O STF iniciou nesta sexta-feira (14) o julgamento de quatro novos recursos que questionam a decisão que ampliou a responsabilidade das big techs por conteúdos publicados por usuários.
Os recursos foram apresentados no processo movido pelo Google, que tem como relator o ministro Luiz Fux, e estão sendo analisados em plenário virtual. Nesse modelo, os ministros têm uma smana para registrarem os votos no sistema.

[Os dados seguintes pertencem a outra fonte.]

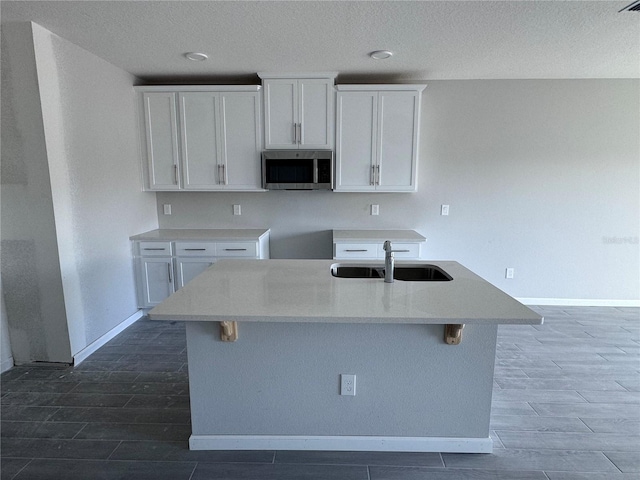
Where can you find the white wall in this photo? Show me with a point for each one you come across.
(88, 118)
(542, 176)
(31, 277)
(92, 143)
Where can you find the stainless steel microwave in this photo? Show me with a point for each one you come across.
(297, 169)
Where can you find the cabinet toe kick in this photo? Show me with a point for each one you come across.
(228, 331)
(453, 333)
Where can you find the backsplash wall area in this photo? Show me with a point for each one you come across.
(541, 176)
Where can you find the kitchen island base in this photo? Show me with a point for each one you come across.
(278, 387)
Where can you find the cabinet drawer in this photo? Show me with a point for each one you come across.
(412, 251)
(195, 249)
(356, 250)
(154, 249)
(236, 249)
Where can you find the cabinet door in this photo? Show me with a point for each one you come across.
(156, 276)
(199, 128)
(316, 97)
(189, 268)
(240, 146)
(397, 141)
(281, 113)
(161, 140)
(357, 117)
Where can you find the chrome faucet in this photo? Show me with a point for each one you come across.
(389, 262)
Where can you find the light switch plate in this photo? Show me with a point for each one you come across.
(347, 384)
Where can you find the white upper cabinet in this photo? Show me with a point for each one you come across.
(377, 134)
(298, 112)
(200, 132)
(241, 143)
(161, 140)
(214, 144)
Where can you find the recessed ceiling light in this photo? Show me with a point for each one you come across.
(380, 54)
(196, 57)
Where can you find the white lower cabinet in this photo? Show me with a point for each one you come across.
(188, 268)
(156, 280)
(164, 266)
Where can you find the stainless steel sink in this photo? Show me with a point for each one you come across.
(406, 273)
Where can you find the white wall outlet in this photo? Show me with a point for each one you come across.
(347, 384)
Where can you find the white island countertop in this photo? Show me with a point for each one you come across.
(305, 291)
(201, 234)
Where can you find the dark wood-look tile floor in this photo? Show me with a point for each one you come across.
(566, 407)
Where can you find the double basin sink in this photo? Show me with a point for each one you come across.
(407, 273)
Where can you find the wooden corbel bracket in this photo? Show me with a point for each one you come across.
(228, 331)
(453, 333)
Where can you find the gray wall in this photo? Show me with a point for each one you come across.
(83, 111)
(542, 176)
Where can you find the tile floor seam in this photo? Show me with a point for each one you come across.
(613, 463)
(114, 450)
(25, 466)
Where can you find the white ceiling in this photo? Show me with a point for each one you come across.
(430, 39)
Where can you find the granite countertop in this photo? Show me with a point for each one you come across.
(194, 235)
(377, 235)
(305, 291)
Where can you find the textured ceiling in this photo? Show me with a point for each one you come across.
(430, 39)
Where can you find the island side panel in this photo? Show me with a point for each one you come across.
(284, 379)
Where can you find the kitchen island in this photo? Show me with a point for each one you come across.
(298, 329)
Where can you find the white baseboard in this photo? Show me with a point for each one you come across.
(82, 355)
(578, 302)
(7, 364)
(341, 443)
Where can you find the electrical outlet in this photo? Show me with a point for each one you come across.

Em junho, porém, o STF já havia analisado uma série de recursos apresentados no processo movido pela Meta (Facebook), sob relatoria do ministro Dias Toffoli. Na ocasião, a Corte também incorporou à discussão os questionamentos feitos no processo relatado por Fux, discutindo os casos de forma conjunta.
Com isso, o julgamento iniciado nesta sexta-feira deve servir apenas para formalizar, no processo relatado por Fux, decisões que já foram tomadas de forma colegiada em junho. Em voto, Fux afirmou ter reproduzido exatamente tudo o que foi definido pelo plenário no julgamento relatado por Toffoli.
Com essa formalização, o caso das big techs deve ser encerrado definitivamente, com o trânsito em julgado declarado e sem possibilidade de novos recursos.
Veja o que foi decidido em junho e está sendo reafirmado agora:
Entre as alterações feitas a partir dos recursos analisados em junho está a concessão de um prazo de 60 dias para que as plataformas digitais se adaptem às novas obrigações impostas pela Corte.